- Farris Location within the state of Oklahoma Farris Farris (the United States)
- Coordinates: 34°15′45″N 95°52′00″W﻿ / ﻿34.26250°N 95.86667°W
- Country: United States
- State: Oklahoma
- County: Atoka
- Elevation: 545 ft (166 m)
- Time zone: UTC-6 (Central (CST))
- • Summer (DST): UTC-5 (CDT)
- ZIP code: 74525
- GNIS feature ID: 1092768

= Farris, Oklahoma =

Unincorporated community in Oklahoma, US

Farris is an unincorporated community in Atoka County, Oklahoma, United States. It lies east of the county seat of Atoka on Highway 3 near the county border.

A post office was established at Farris, Indian Territory on May 17, 1902. It was named for the first postmaster, John L. Farris. At the time of its founding, Farris was located in Jacks Fork County, Choctaw Nation.

McGee Creek Reservoir, which impounds the waters of McGee Creek, lies a short distance to the northwest. McGee Creek is a tributary to Muddy Boggy Creek, which flows west of Farris.

==Education==
Farris is in the Lane Public School school district.

From 1914 to 2013, Farris had its own school district, Farris Public School, with a K-8 school.

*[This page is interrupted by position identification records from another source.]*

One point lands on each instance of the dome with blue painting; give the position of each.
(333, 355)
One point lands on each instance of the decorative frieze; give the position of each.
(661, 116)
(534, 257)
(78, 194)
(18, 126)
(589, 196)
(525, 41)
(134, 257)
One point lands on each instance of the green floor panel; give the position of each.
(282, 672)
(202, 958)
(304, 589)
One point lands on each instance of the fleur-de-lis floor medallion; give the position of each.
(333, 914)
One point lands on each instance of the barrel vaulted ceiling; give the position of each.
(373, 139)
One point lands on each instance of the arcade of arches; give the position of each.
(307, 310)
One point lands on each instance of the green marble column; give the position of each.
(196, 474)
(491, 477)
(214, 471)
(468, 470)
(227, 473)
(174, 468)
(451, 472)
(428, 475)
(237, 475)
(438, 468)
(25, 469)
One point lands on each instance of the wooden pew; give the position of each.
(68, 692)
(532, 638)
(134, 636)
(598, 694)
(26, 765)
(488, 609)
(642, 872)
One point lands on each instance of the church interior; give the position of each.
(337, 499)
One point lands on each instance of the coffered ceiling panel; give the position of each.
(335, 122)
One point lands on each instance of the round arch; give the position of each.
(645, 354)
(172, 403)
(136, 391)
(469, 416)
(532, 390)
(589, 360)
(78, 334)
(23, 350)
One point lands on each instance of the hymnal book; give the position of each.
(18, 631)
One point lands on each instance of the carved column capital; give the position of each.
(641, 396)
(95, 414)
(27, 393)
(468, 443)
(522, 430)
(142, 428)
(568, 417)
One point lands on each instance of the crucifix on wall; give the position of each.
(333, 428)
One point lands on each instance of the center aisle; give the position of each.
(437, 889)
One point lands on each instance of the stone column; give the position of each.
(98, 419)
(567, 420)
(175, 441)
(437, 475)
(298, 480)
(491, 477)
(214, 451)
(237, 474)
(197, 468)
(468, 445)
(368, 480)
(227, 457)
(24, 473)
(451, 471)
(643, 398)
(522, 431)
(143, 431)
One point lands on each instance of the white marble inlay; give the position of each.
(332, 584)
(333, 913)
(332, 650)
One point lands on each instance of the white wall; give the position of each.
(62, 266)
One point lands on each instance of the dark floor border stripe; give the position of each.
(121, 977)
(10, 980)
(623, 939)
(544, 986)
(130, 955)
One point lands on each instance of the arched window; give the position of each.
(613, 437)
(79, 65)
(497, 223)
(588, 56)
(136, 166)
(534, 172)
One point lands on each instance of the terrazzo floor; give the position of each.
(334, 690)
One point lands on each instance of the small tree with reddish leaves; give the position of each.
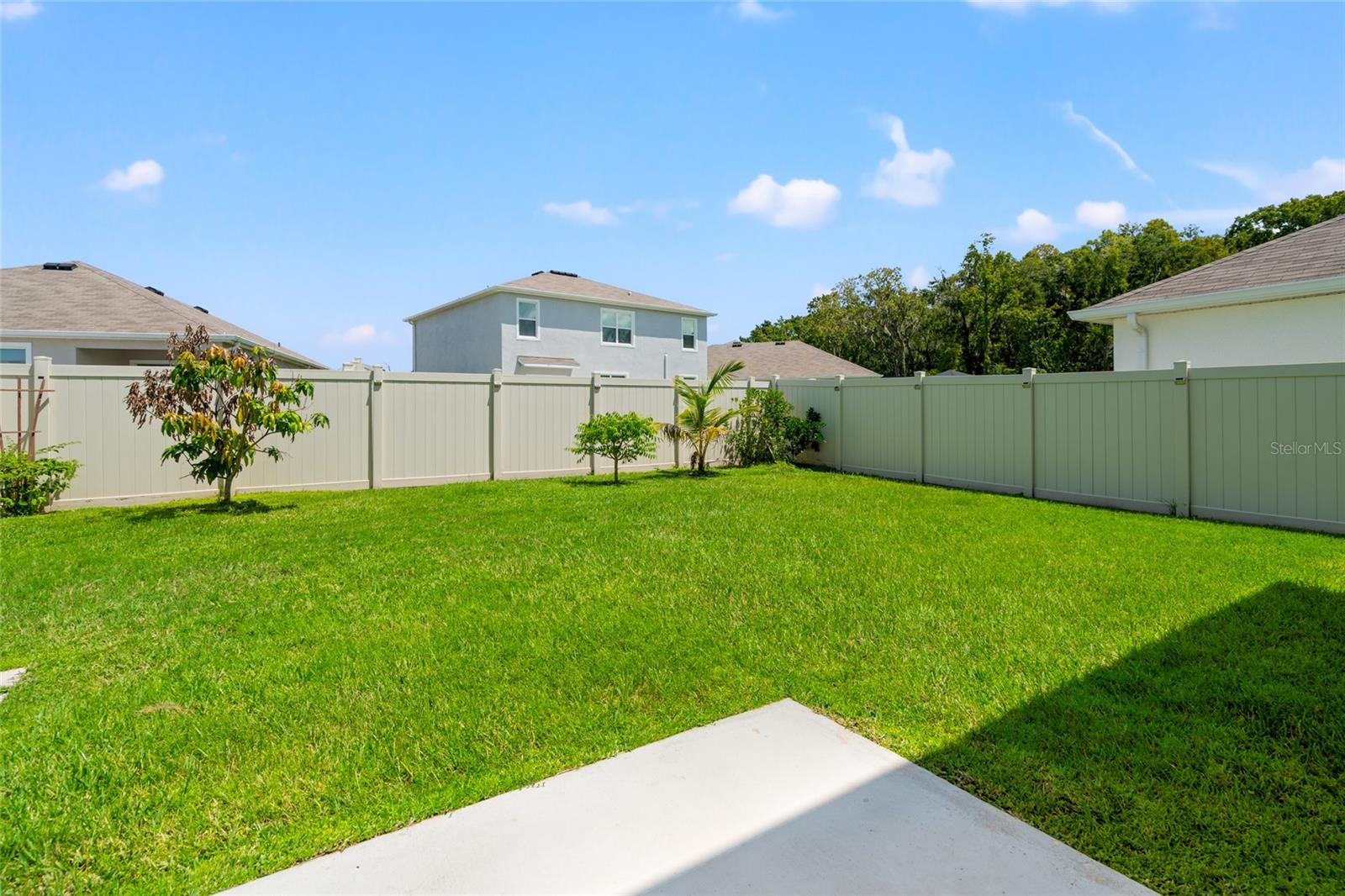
(219, 405)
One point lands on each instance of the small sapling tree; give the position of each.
(623, 437)
(219, 405)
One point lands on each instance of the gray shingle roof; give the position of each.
(793, 358)
(1311, 253)
(89, 299)
(582, 287)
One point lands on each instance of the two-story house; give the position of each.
(558, 323)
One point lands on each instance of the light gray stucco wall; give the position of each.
(454, 340)
(462, 340)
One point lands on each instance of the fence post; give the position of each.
(593, 387)
(1181, 374)
(840, 423)
(919, 425)
(1028, 419)
(497, 420)
(40, 373)
(376, 428)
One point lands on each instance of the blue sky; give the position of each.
(316, 172)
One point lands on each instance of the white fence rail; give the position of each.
(1253, 444)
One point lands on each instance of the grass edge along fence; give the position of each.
(1247, 444)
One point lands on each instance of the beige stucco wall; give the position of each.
(1290, 331)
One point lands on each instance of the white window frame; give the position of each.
(618, 343)
(27, 351)
(537, 318)
(696, 338)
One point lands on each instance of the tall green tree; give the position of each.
(1270, 222)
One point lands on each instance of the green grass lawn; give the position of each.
(219, 696)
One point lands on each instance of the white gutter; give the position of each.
(145, 336)
(1106, 314)
(544, 293)
(1133, 319)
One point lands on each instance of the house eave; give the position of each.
(1273, 293)
(154, 336)
(545, 293)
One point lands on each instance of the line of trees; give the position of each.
(999, 313)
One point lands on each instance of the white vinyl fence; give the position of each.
(1247, 444)
(1251, 444)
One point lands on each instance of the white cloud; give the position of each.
(757, 11)
(360, 335)
(1324, 175)
(1035, 226)
(147, 172)
(910, 177)
(1210, 17)
(1095, 132)
(582, 212)
(1105, 215)
(18, 10)
(798, 203)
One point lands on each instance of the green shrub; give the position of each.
(759, 435)
(616, 436)
(30, 485)
(804, 434)
(768, 432)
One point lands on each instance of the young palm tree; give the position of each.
(699, 423)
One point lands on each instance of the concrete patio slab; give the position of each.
(775, 801)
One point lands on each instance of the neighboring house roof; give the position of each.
(791, 358)
(1308, 261)
(91, 303)
(555, 284)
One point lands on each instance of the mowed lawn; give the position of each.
(219, 696)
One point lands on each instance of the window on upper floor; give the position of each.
(528, 319)
(689, 334)
(618, 327)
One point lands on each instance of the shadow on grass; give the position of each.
(1210, 762)
(641, 477)
(244, 508)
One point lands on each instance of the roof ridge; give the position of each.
(168, 304)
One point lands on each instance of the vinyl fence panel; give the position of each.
(434, 428)
(1251, 444)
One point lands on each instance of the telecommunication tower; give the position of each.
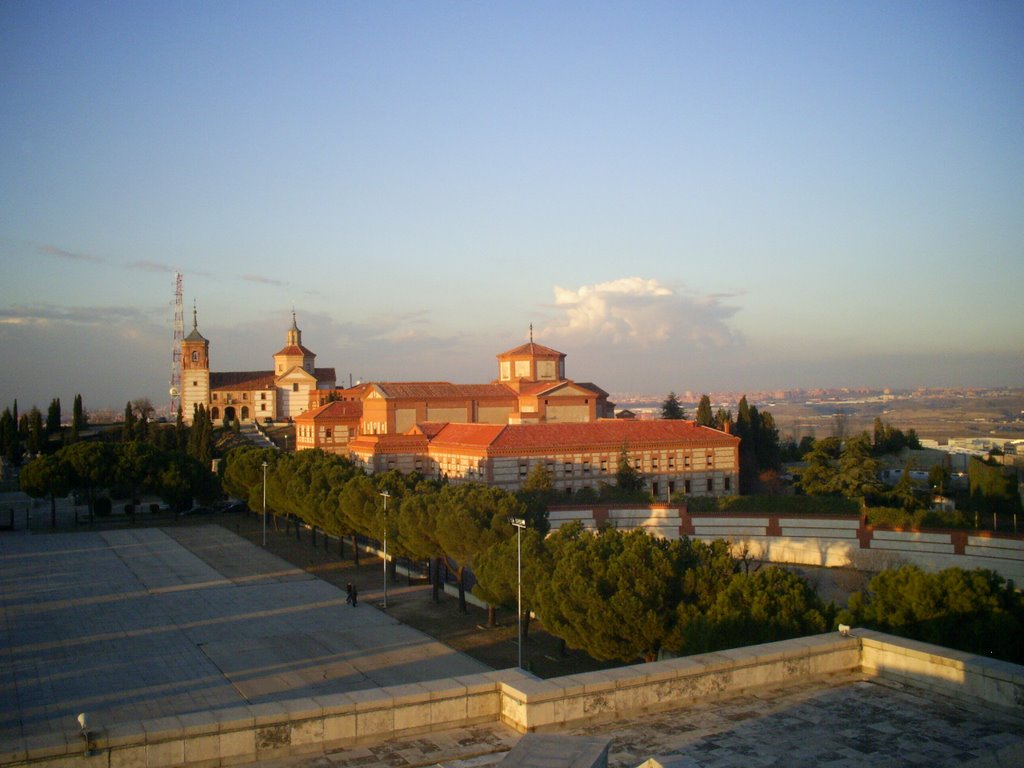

Farris School had been renovated some time before 1964. That year, the district had 47 students. Circa 2003 to 2008 the number of students decreased. In 2008 the enrollment count was 70. That year, the district administration was seeking a merger with Lane school.

After years of declining enrollment, controversies over the district's management, and an "F" rating from the Oklahoma State Department of Education in December 2012, the district voted to dissolve the school district and join the district in nearby Lane in early 2013. After the consolidation, Lane's enrollment increased by around 50 students.

Students above the eighth grade who graduated from the Lane School frequently attend Atoka High School in Atoka (of Atoka Public Schools), some twenty miles west of Farris, or Stringtown high school (of Stringtown School District).